The costs of virtual hosts is still extremely high compared to the equivalent hardware. It is usually worth it once we factor in the cost of an administrator, setup, networking gear, and so forth. But it leaves us with an interesting problem: these hosts are vastly underpowered compared to commodity hardware. Our typical development desktop compares to the high end of our cloud provider’s offering.
One of the significant things I find lacking is memory. If we want to avoid the cost of high RAM hosts we need to seriously consider how to limit our memory usage. This has a significant influence on the technology and algorithms our server can actually use. For example, a Java developer may find it very hard to get their app running well on the low-end provider instances.
Anybody wanting to do modelling, image processing, or any other CPU intensive operation on the server is going to find the CPU a huge bottleneck.

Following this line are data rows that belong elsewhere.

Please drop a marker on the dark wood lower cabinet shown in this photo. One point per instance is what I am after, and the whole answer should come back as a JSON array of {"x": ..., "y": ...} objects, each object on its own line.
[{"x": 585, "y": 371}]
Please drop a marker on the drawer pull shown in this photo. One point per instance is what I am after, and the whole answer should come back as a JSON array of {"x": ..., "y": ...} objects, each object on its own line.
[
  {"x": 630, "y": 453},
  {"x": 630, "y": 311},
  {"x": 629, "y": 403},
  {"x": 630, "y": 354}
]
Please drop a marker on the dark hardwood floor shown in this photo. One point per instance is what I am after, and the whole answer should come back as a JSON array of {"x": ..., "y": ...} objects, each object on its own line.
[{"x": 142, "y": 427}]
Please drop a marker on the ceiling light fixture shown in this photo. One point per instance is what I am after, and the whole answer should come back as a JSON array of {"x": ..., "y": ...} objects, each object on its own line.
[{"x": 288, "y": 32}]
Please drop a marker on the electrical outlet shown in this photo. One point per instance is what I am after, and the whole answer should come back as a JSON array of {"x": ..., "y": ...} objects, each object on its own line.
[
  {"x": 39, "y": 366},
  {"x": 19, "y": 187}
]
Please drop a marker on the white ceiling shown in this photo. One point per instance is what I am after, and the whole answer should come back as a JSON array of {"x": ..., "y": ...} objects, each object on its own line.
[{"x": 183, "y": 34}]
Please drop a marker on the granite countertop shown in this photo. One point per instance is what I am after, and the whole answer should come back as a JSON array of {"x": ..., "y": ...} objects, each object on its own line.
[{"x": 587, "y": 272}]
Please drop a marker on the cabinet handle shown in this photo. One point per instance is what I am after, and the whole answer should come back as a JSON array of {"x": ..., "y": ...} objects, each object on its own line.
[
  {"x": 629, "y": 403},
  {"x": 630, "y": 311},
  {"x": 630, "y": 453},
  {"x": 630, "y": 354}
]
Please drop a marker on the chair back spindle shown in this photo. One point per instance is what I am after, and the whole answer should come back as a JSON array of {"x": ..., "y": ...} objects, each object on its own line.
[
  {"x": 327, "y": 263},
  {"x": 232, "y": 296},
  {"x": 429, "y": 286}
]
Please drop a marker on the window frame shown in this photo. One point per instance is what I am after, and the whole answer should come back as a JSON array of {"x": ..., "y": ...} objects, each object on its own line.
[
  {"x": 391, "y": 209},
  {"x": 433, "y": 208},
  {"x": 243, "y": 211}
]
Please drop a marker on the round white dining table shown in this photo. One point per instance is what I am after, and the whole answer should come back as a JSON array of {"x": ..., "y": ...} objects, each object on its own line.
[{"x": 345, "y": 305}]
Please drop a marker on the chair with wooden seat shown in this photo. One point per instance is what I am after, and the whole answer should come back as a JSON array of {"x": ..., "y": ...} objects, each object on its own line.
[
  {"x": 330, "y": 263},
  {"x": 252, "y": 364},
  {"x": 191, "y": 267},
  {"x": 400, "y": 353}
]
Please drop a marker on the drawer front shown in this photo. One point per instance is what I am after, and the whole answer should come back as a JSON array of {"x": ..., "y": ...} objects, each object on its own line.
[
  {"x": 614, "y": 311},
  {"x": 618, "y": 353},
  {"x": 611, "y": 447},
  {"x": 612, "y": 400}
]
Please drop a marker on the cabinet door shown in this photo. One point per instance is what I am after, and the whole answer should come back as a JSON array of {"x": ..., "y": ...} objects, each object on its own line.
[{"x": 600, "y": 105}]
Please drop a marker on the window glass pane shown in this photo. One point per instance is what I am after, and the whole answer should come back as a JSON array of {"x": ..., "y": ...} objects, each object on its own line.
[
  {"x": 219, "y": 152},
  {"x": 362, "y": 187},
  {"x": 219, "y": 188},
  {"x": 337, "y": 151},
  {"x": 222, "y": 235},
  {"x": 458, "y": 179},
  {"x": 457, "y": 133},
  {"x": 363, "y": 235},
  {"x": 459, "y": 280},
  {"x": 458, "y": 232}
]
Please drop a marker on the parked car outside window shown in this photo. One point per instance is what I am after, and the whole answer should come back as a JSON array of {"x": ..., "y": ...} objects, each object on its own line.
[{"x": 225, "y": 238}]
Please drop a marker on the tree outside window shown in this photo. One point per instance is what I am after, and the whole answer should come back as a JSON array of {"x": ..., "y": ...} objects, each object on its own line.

Providers allocate many hosts per physical CPU, so they can’t afford to give any one person a lot of computing time. If we need CPU power we will pay dearly for it. Optimizing our algorithms, and limiting the workload, become mandatory.
Perhaps one of the big potential cost pits is a database. Providers have a range of ways to price these, both limiting how much space we can use and how fast our queries will run.
If we choose a cost per disk transaction then indexing becomes important. Inefficient queries, or full table scans, start to become very costly. Even though our query returns a small amount of data, it may have needed to load a large amount of data from the disk to find it. If we haven’t overloaded the DB we may not even notice any speed issue, but certainly we’ll notice the cost at the end of the month.
If we chose a cost per row, or MB, model then what we store becomes important. Using the DB as a log backing store no longer seems like a good idea when every row ends up costing us. Large binary blobs may also be an issue, forcing us to use a specialized file store service instead of the DB. And obviously removing any redundancy from the DB tables and columns will yield direct cost savings.
What becomes obvious is the decision to use cloud hosting should have a significant impact on the way we design our application. We can’t just design locally and then expect to deploy to a hosting provider. Sure, that is possible, but the resulting cost will be exorbitantly high! To keep costs down we really need to design around and target the PaaS provider.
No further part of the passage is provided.